2.2 Configuring How Listings Run

Your schema must be configured to run each listing. The socialnet7 (default) schema has entries created for it already, but if you want to run the code on your own data you will need to enter your own configuration. Also if you want to change how the listings are run on socialnet7 this section will explain how to do it.

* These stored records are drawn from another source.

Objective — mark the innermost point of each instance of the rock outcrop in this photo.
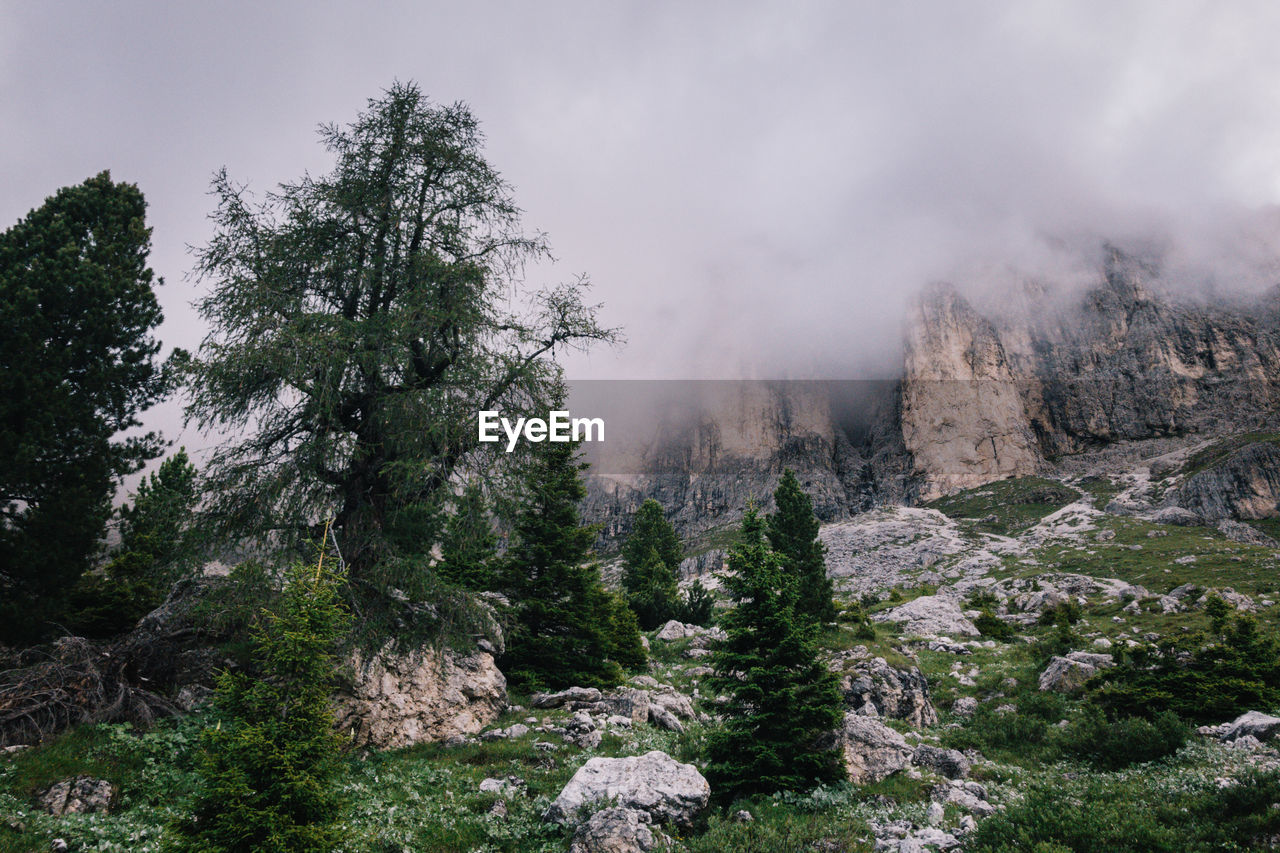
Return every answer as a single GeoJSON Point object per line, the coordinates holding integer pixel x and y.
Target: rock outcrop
{"type": "Point", "coordinates": [877, 689]}
{"type": "Point", "coordinates": [78, 796]}
{"type": "Point", "coordinates": [872, 749]}
{"type": "Point", "coordinates": [1070, 673]}
{"type": "Point", "coordinates": [1246, 484]}
{"type": "Point", "coordinates": [401, 698]}
{"type": "Point", "coordinates": [654, 783]}
{"type": "Point", "coordinates": [931, 615]}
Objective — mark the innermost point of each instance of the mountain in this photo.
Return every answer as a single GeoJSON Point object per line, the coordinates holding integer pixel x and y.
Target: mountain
{"type": "Point", "coordinates": [1010, 384]}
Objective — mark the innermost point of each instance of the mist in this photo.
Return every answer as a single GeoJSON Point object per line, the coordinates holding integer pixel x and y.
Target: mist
{"type": "Point", "coordinates": [754, 190]}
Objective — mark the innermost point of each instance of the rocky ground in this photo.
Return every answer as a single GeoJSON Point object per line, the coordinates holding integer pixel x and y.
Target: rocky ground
{"type": "Point", "coordinates": [926, 685]}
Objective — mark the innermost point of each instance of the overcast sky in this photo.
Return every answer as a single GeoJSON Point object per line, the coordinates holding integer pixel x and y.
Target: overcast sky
{"type": "Point", "coordinates": [746, 183]}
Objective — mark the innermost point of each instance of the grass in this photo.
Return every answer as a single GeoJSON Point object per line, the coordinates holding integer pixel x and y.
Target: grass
{"type": "Point", "coordinates": [1008, 506]}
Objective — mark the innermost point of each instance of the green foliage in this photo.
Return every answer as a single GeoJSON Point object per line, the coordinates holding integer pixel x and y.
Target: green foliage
{"type": "Point", "coordinates": [78, 364]}
{"type": "Point", "coordinates": [1129, 740]}
{"type": "Point", "coordinates": [1064, 612]}
{"type": "Point", "coordinates": [781, 698]}
{"type": "Point", "coordinates": [650, 557]}
{"type": "Point", "coordinates": [698, 606]}
{"type": "Point", "coordinates": [470, 546]}
{"type": "Point", "coordinates": [1202, 678]}
{"type": "Point", "coordinates": [268, 767]}
{"type": "Point", "coordinates": [991, 625]}
{"type": "Point", "coordinates": [1101, 815]}
{"type": "Point", "coordinates": [155, 546]}
{"type": "Point", "coordinates": [792, 533]}
{"type": "Point", "coordinates": [562, 617]}
{"type": "Point", "coordinates": [359, 320]}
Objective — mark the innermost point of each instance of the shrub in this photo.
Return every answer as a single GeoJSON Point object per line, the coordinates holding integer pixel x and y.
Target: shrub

The configuration files are all in folder listings/conf and each schema has a configuration file that must have a name that is <schema_name>_listings.json. So the configuration for the socialnet7 data set is in the file socialnet7_listings.json. The configuration his a JSON with the following structure:

The top level are keys for the chapters, "chap2", "chap3", etc.
The next level is a set of objects representing each listing in the chapter
- The key for each object is the listing name, beginning with "listing__"
- The values for each object are parameters that apply to running that listing.
  There are a few possible types of parameters.
  1. Variables which are substituted in SQL, or passed as values to python functions
  2. Control parameters (described more below)
There is a special object of chapter default parameters in each chapter, with the key params. The defaults for the chapter will automatically be applied to every listing - parameters specified in each listing are override the defaults.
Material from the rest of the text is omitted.